In a recording of the first call, the son is heard saying, 'My mom is passed out.' The operator responds, 'Where's Mister Turner at?' Robert Turner explains that his mother is unable to talk. The operator then says 'Okay, well, I'm going to send the police over to your house to find out what's going on,' and then hangs up.

But neither the police nor medical personnel ever arrived, according to family members.

Three hours later, the boy called again.

'It was taking too long,' he told a local reporter in Detroit. 'And she said the same thing.'

In the second call, the operator asks to speak to his mother, 'before I send the police over there.' She then tells the son, 'You shouldn't be playing on the phone. Now put her on the phone before I send the police over there to knock on the door, and you're going to be in trouble.'

Again, neither police nor medical personnel responded."
Meanwhile just a few months earlier this story was all the rage
Cat calls 911 to help owner, police say

January 2, 2006

COLUMBUS, Ohio --Police aren't sure how else to explain it. But when an officer walked into an apartment Thursday night to answer a 911 call, an orange-and-tan striped cat was lying by a telephone on the living room floor. The cat's owner, Gary Rosheisen, was on the ground near his bed having fallen out of his wheelchair.

Rosheisen said his cat, Tommy, must have hit the right buttons to call 911.

"I know it sounds kind of weird," Officer Patrick Daugherty said, unsuccessfully searching for some other explanation.

Rosheisen said he couldn't get up because of pain from osteoporosis and ministrokes that disrupt his balance. He also wasn't wearing his medical-alert necklace and couldn't reach a cord above his pillow that alerts paramedics that he needs help.

Daugherty said police received a 911 call from Rosheisen's apartment, but there was no one on the phone. Police called back to make sure everything was OK, and when no one answered, they decided to check things out.

That's when Daugherty found Tommy next to the phone.

Rosheisen got the cat three years ago to help lower his blood pressure. He tried to train him to call 911, unsure if the training ever stuck.

The phone in the living room is always on the floor, and there are 12 small buttons -- including a speed dial for 911 right above the button for the speaker phone.

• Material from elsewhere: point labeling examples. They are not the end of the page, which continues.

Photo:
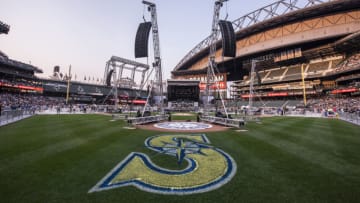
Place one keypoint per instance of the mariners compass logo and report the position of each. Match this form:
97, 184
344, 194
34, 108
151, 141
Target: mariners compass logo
208, 167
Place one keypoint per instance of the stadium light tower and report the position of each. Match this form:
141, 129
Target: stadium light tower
210, 79
157, 59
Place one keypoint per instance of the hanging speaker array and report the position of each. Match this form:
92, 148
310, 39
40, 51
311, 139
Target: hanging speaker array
108, 77
228, 38
141, 40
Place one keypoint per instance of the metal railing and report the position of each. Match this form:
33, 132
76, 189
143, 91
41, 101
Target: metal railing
224, 121
148, 119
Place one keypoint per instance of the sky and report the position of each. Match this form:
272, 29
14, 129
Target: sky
86, 33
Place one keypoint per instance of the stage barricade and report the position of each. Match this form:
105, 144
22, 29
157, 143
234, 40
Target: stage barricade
148, 119
223, 121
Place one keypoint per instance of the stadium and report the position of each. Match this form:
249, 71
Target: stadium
265, 109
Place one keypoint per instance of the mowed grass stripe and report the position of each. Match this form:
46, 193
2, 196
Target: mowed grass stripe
84, 133
274, 165
287, 138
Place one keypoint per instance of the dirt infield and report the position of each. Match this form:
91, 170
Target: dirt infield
214, 128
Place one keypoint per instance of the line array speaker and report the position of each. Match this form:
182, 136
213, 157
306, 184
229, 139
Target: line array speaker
108, 77
228, 38
141, 40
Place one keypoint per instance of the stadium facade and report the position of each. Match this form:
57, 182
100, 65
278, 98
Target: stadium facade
318, 40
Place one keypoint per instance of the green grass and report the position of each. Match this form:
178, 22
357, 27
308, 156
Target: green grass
59, 158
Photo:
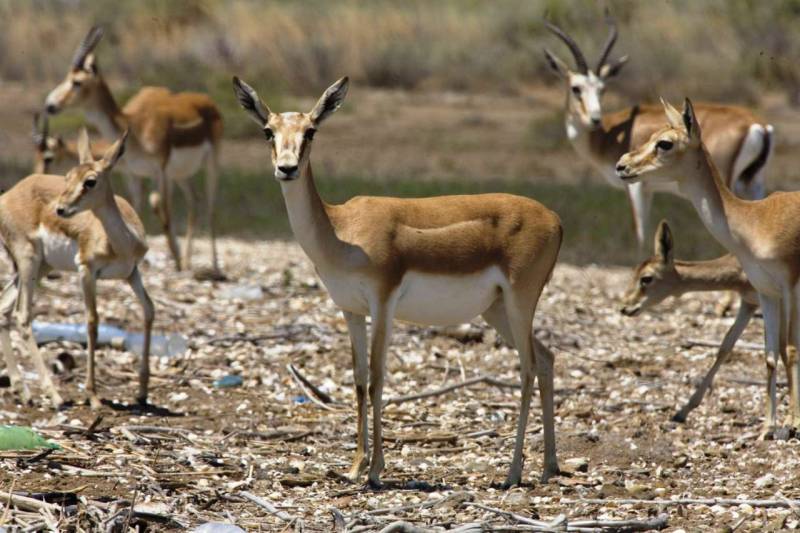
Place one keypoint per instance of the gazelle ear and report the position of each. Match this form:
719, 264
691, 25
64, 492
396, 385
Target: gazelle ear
115, 151
673, 116
690, 121
250, 102
663, 242
330, 101
84, 149
556, 64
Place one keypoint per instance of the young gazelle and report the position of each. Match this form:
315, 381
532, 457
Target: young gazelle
52, 154
172, 134
764, 235
739, 142
662, 276
49, 223
435, 261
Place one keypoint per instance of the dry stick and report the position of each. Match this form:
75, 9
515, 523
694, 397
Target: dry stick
489, 380
321, 395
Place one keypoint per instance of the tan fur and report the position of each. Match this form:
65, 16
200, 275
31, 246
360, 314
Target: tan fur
764, 234
370, 250
160, 123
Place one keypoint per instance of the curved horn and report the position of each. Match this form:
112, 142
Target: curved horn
580, 60
87, 45
612, 38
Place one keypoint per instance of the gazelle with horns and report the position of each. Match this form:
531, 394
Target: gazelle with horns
50, 223
435, 261
739, 142
661, 276
172, 134
764, 235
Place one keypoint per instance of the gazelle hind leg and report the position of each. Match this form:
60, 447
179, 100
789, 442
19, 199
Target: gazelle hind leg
357, 327
746, 312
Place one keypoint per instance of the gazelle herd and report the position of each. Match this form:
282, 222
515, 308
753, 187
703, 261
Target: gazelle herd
435, 261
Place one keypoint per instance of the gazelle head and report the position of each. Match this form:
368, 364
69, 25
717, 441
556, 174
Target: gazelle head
47, 148
82, 78
89, 185
655, 278
290, 135
671, 153
585, 86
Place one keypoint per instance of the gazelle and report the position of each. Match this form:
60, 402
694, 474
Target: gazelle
661, 276
436, 261
739, 142
54, 155
50, 223
172, 134
764, 235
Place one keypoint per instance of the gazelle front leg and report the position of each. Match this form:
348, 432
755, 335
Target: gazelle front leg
746, 312
381, 331
771, 309
89, 286
135, 282
357, 327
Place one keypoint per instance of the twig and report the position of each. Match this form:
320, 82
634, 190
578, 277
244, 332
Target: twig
311, 391
489, 380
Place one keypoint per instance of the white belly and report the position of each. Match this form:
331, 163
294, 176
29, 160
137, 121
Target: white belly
186, 161
443, 300
60, 252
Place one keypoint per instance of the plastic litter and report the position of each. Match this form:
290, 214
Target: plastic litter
229, 381
23, 438
170, 345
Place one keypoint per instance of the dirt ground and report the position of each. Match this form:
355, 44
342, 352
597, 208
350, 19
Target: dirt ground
618, 381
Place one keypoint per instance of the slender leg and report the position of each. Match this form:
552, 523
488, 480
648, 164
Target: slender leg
89, 286
7, 300
746, 312
357, 326
381, 334
28, 273
135, 282
212, 176
771, 309
187, 187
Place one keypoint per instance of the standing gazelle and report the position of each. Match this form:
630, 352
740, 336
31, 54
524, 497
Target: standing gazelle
172, 134
661, 276
46, 224
436, 261
739, 142
764, 235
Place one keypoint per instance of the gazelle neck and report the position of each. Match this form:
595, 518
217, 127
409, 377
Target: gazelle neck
710, 197
103, 112
308, 217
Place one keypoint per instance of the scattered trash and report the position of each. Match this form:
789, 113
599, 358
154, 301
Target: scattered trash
23, 438
170, 345
216, 527
229, 381
241, 292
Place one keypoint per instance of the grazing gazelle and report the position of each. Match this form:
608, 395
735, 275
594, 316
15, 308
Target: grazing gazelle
54, 155
764, 235
739, 142
172, 134
435, 261
661, 276
76, 223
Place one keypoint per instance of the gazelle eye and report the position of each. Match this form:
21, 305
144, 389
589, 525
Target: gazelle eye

"He's my hero," Rosheisen said.
Everybody was so proud of the cat and the 911 system. Then I found this heartwarming story.
This smart beagle belongs to a very grateful Kevin Weaver.

The 34-year old Weaver says he doesn't go anywhere without Belle, and one morning this week, he needed her dearly.

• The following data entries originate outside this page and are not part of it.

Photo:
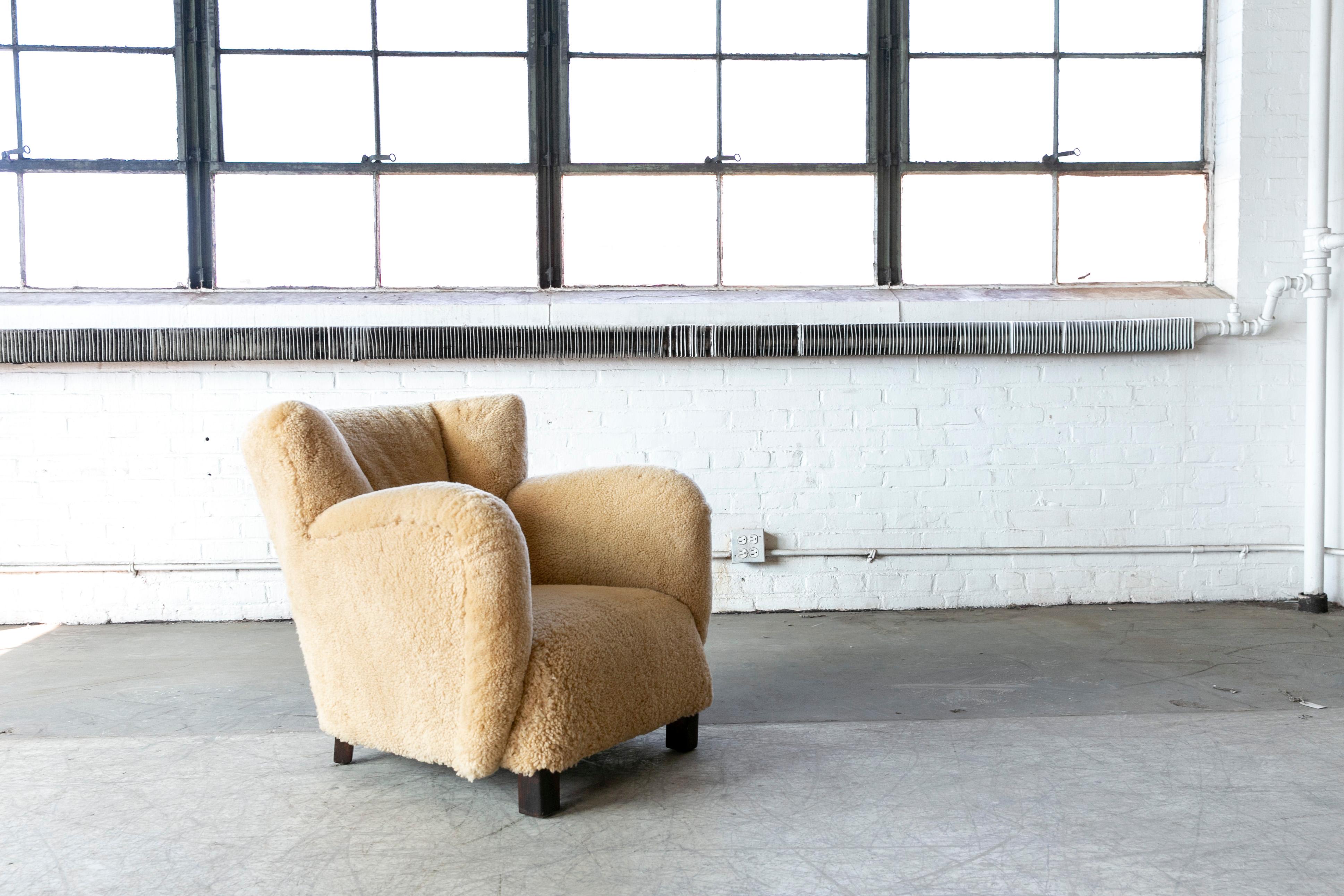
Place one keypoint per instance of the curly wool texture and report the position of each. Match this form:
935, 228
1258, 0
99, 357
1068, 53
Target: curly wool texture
413, 594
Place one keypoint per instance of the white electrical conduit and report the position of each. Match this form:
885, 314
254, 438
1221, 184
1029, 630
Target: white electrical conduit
1315, 287
272, 566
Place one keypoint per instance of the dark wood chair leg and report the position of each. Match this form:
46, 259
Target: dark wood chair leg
539, 794
684, 734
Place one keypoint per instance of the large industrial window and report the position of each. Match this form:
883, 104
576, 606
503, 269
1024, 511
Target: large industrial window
421, 144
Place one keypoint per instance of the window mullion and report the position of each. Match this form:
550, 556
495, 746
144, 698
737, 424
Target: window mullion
198, 123
547, 46
886, 49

Weaver, a diabetic, is thankful Belle remembered her recent service training and swung into action when he made that life saving call.

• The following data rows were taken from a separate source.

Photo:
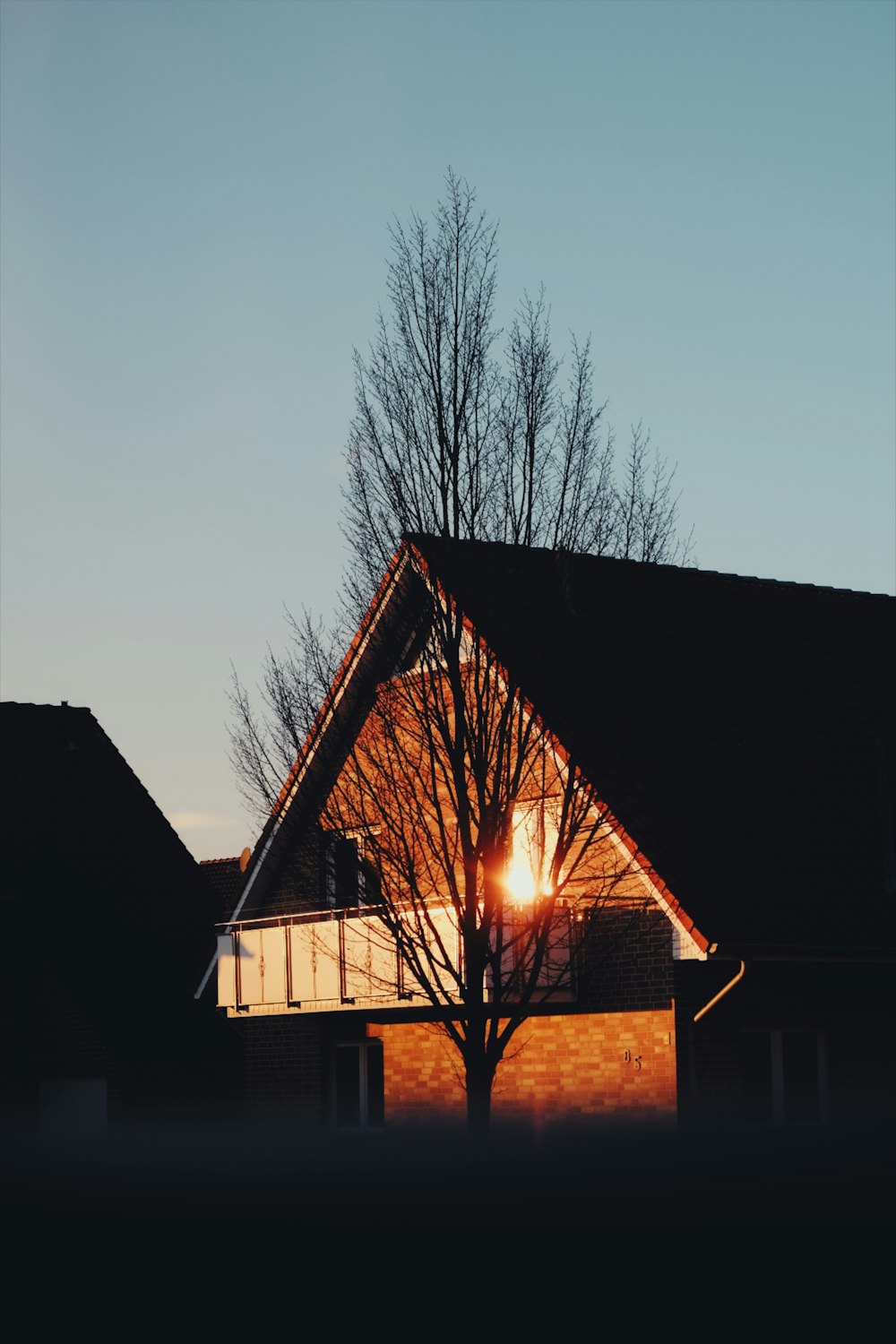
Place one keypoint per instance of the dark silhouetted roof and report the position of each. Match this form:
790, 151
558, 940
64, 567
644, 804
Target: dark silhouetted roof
94, 875
742, 730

Not only can Belle smell her owner's blood sugar levels, the other part of her training is to find Kevin's cell phone, bite and hold down the number 9.

You can even see the bite marks she made.
This is how "security" forces will replace the police and fire departments in areas that don't have corporate tax dollars to protect. I remember when my baby brother made a prank call. He was ust dialing some numbers and they called us back. Scared the crap out of us, never did it again. At least they called back. Seems like no one wanted to do their jobs. Wonder if there was some sort of a party on the 911 premises and nobody wanted to be bothered to check out a scared five year old.